U.S. Navy Tests Unmanned Patrol Boat for Port Security

The CUSV maneuvering in a scenario in which it is approached by an unknown vessel, Norfolk Naval Station, February 12 (USN)

Published Feb 13, 2020 8:04 PM by The Maritime Executive

The U.S. Navy recently tested its longest-serving unmanned vessel as a platform for port security missions in Norfolk, Virginia, the home of its biggest base complex.

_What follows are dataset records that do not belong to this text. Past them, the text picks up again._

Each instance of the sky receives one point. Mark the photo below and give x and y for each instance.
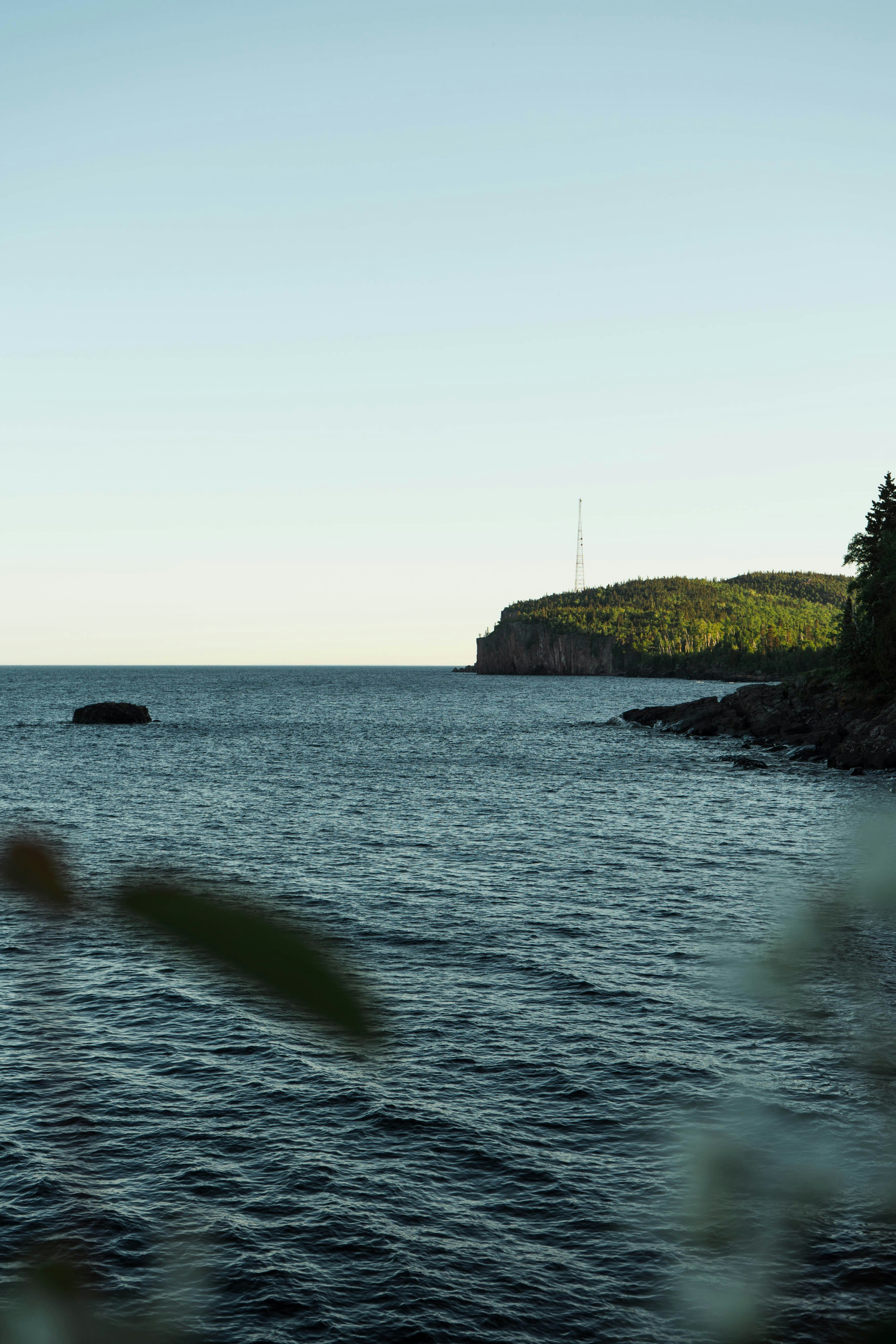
(319, 319)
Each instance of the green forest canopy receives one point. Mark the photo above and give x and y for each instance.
(750, 614)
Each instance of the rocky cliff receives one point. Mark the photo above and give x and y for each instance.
(847, 728)
(531, 648)
(535, 648)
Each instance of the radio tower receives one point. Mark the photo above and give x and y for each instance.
(580, 558)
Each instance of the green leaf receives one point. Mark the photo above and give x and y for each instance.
(34, 866)
(242, 939)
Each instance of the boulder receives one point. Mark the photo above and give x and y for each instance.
(112, 712)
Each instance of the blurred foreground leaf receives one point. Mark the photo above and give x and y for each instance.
(242, 939)
(34, 866)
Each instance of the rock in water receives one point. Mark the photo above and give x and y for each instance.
(112, 712)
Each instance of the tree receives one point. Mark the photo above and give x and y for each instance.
(868, 638)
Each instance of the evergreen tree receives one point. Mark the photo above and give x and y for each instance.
(868, 639)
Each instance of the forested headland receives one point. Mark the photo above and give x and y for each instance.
(760, 624)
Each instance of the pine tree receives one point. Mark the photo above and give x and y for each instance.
(867, 640)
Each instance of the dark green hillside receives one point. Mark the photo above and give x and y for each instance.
(768, 624)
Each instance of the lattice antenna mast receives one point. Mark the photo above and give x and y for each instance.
(580, 558)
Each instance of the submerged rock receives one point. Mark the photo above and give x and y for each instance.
(750, 764)
(112, 712)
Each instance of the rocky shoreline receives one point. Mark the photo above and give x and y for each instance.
(850, 729)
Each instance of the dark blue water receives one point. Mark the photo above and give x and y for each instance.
(541, 901)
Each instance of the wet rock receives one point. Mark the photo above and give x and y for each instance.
(844, 726)
(112, 712)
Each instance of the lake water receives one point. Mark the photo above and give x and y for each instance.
(542, 901)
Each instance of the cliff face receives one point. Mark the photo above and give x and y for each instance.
(527, 648)
(534, 648)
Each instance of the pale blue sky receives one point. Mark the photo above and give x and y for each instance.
(319, 318)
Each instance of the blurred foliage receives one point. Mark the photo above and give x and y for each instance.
(772, 1185)
(764, 623)
(245, 940)
(37, 869)
(229, 935)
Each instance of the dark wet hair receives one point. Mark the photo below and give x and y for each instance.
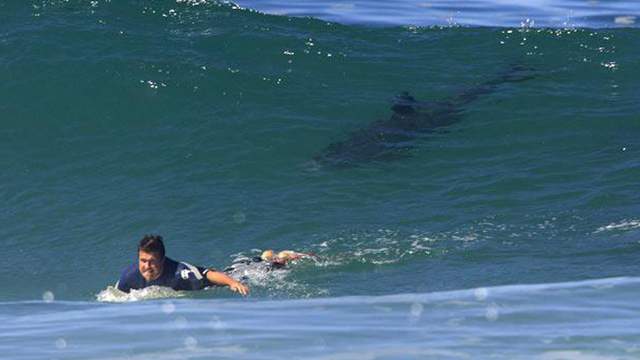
(152, 244)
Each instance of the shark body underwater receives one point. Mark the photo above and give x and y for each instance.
(393, 139)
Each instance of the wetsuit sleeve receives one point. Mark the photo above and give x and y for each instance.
(123, 283)
(190, 277)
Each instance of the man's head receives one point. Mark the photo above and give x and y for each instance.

The Common Unmanned Surface Vehicle (CUSV), built by the defense conglomerate Textron, is a 40-foot remotely-operated launch with long endurance and range. CUSV was designed in the 2000s as a component of the Littoral Combat Ship (LCS) mine countermeasures "mission package." It has large towing and payload capacities for minesweeping and mine neutralization systems, and it was designed to be modular and adaptable for a variety of other tasks. 

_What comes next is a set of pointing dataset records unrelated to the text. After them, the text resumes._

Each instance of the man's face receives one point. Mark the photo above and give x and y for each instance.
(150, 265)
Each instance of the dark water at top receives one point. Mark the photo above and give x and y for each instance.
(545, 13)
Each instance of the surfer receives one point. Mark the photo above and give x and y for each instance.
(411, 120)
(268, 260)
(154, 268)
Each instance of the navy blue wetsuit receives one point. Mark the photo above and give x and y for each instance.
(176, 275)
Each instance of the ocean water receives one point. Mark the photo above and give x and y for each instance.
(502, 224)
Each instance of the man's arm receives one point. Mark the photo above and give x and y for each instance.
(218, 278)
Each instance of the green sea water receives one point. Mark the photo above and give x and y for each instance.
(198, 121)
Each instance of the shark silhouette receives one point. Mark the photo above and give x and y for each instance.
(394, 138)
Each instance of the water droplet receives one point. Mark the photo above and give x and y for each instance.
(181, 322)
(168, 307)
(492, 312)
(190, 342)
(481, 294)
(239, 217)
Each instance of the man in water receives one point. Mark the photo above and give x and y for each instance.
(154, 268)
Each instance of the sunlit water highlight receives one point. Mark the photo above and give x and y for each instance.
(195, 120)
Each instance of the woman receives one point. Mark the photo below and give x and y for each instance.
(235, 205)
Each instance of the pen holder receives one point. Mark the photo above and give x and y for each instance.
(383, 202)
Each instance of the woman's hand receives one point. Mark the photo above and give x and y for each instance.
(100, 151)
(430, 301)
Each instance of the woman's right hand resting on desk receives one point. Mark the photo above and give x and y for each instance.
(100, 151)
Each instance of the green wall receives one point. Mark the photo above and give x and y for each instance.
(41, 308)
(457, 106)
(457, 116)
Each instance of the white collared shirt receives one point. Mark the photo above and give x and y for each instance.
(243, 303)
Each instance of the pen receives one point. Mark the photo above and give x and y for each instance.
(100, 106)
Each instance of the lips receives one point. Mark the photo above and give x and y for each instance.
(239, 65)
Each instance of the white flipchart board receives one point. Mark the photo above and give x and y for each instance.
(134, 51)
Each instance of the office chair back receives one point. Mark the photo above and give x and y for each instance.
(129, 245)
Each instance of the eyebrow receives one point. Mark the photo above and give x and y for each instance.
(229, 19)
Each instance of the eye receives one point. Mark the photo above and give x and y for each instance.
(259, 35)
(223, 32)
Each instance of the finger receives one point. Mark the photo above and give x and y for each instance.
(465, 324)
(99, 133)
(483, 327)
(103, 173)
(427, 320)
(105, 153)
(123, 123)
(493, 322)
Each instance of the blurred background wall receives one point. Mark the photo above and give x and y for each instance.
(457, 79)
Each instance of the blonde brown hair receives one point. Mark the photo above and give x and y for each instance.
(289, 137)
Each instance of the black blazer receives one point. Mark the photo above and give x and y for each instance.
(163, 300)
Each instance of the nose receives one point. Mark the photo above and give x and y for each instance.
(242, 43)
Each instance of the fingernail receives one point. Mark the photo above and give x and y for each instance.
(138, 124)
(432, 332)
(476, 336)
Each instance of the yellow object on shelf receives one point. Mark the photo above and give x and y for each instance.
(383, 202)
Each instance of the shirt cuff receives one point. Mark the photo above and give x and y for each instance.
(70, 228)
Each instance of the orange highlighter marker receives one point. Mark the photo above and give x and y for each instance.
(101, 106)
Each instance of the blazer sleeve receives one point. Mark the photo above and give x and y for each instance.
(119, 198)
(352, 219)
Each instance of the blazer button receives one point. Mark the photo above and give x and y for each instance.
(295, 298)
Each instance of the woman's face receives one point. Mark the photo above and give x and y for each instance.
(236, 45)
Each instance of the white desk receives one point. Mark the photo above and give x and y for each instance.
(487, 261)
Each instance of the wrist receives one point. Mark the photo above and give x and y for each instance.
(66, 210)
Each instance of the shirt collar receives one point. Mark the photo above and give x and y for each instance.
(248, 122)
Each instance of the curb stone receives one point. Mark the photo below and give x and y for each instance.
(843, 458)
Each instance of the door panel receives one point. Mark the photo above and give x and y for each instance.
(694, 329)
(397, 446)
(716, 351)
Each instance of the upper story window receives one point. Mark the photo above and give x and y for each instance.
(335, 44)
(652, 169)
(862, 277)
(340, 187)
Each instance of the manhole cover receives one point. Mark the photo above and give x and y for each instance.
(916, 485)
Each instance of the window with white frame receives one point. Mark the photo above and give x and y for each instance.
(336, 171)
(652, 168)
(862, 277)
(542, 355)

In early 2018, Textron and the Navy entered an agreement to test anti-surface weapons on the CUSV platform, including target designators, sensors and remote weapons stations - equipment suitable for patrol and force protection missions. The end product was visible in Norfolk's Elizabeth River during anti-terrorism exercise Solid Curtain 2020 earlier this month (below). 

Image courtesy USN

"It will go out there and be one of the tools as a harbor security boat. It may be able to have longer on-station time, may be able to operate in environments where a manned vehicle cannot . . . without putting itself at undue risk," said Captain Monty Ashliman, director of operations for Navy Region Mid-Atlantic, in comments to local media.

The CUSV test during Solid Curtain aimed to evaluate the platform's suitability for defending moored warships - in this case, the destroyer USS Arleigh Burke and the carrier USS John C. Stennis. The boat was fitted with a remotely-operated .50 caliber machine gun station with cameras, sensors and a data link to a control station on shore. During the exercise, it intercepted a suspect boat (a manned Navy launch) and hailed it, then fired simulated shots to "disable" it. 

Ashliman told the local Daily Press that CUSV is "extremely close" to readiness for a patrol mission role. Unmanned patrol boats - while a small component of the surface fleet - would fit well with the Navy's broader interest in deploying autonomous and unmanned vessels.